Let $v \in H^1(\mathbb{R}^2)^2$ such that $\operatorname{div} \ v = 0$ and $\omega = \operatorname{curl} \ v$, where $\operatorname{curl}$ is defined as $\operatorname{curl} \ v = \partial_1 v_2 - \partial_2 v_1$. Show that $\operatorname{curl}\ ((v \cdot \nabla)v) = v \cdot \nabla \omega$ in the sense of distributions. (The operator $(v \cdot \nabla)$ is defined as $\sum_i v_ i \partial_i$).
I really don't know where to start. The only hint I have is to start with functions $v \in \mathcal{C}^2(\mathbb{R^2})$.
I think the goal is to show that for every test function $\varphi \in \mathcal{D}(\mathbb{R}^2)$ (smooth compactly supported functions) we have that $$ \int \operatorname{curl} \ ((v \cdot \nabla)v) \varphi = \int v \cdot \nabla \omega \varphi. $$
Usually in questions like this my first idea is to integrate by parts, but I don't know how to apply that here.

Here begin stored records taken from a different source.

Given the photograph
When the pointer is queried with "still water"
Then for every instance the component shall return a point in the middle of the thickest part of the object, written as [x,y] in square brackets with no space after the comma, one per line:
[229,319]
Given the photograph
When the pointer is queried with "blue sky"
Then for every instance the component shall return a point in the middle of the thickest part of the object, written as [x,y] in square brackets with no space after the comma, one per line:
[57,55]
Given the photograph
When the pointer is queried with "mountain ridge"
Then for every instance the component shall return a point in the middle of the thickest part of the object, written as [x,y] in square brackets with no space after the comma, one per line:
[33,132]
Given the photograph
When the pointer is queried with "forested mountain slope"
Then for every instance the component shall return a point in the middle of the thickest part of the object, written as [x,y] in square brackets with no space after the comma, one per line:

Edit: The part for $\mathcal{C}^2(\mathbb{R}^2)$ was actually pretty easy, I just needed to write everything in terms of the coordinates and identify the terms by swapping $\partial_1$ and $\partial_2$ which is allowed by Schwarz's Theorem. However I still don't know how to transfer this to the Sobolev space.